DR. WELL: Dynamic Reasoning and Learning with Symbolic World Model for Embodied LLM-Based Multi-Agent Collaboration

TL;DR

DR. WELL introduces a decentralized neurosymbolic framework for multi-agent collaboration that uses symbolic planning and a shared dynamic world model to improve coordination, adaptability, and efficiency in complex tasks.

Contribution

It presents a novel two-phase negotiation protocol and a shared symbolic world model enabling flexible, interpretable multi-agent planning without detailed trajectory sharing.

Findings

Improved task completion rates in cooperative block-push tasks.

Enhanced efficiency through dynamic world model adaptation.

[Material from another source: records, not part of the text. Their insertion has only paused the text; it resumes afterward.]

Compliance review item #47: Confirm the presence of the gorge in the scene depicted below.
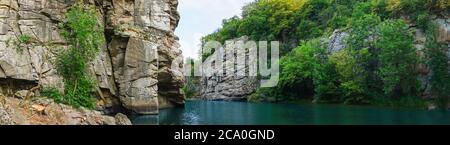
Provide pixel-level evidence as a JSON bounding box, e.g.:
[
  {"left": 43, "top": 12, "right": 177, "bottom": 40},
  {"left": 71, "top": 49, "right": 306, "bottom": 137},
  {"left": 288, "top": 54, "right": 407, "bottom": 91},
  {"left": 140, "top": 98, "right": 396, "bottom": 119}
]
[{"left": 0, "top": 0, "right": 184, "bottom": 124}]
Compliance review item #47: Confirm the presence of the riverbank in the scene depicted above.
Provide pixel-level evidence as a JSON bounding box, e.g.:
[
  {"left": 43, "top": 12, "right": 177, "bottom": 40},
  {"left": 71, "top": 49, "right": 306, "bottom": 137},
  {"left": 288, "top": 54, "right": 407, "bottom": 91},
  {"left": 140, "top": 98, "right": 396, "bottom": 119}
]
[
  {"left": 131, "top": 100, "right": 450, "bottom": 125},
  {"left": 0, "top": 94, "right": 131, "bottom": 125},
  {"left": 249, "top": 98, "right": 450, "bottom": 111}
]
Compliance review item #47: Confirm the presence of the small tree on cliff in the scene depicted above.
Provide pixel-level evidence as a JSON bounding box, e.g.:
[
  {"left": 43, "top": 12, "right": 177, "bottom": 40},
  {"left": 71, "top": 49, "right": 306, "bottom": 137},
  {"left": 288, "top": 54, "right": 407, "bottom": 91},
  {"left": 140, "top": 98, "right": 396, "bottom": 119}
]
[{"left": 56, "top": 3, "right": 104, "bottom": 108}]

Agents learn reusable, higher-level plans over episodes.

Abstract

Cooperative multi-agent planning requires agents to make joint decisions with partial information and limited communication. Coordination at the trajectory level often fails, as small deviations in timing or movement cascade into conflicts. Symbolic planning mitigates this challenge by raising the level of abstraction and providing a minimal vocabulary of actions that enable synchronization and collective progress. We present DR. WELL, a decentralized neurosymbolic framework for cooperative multi-agent planning. Cooperation unfolds through a two-phase negotiation protocol: agents first propose candidate roles with reasoning and then commit to a joint allocation under consensus and environment constraints. After commitment, each agent independently generates and executes a symbolic plan for its role without revealing detailed trajectories. Plans are grounded in execution outcomes via a shared world model that encodes the current state and is updated as agents act. By reasoning over symbolic plans rather than raw trajectories, DR. WELL avoids brittle step-level alignment and enables higher-level operations that are reusable, synchronizable, and interpretable. Experiments on cooperative block-push tasks show that agents adapt across episodes, with the dynamic world model capturing reusable patterns and improving task completion rates and efficiency. Experiments on cooperative block-push tasks show that our dynamic world model improves task completion and efficiency through negotiation and self-refinement, trading a time overhead for evolving, more efficient collaboration strategies.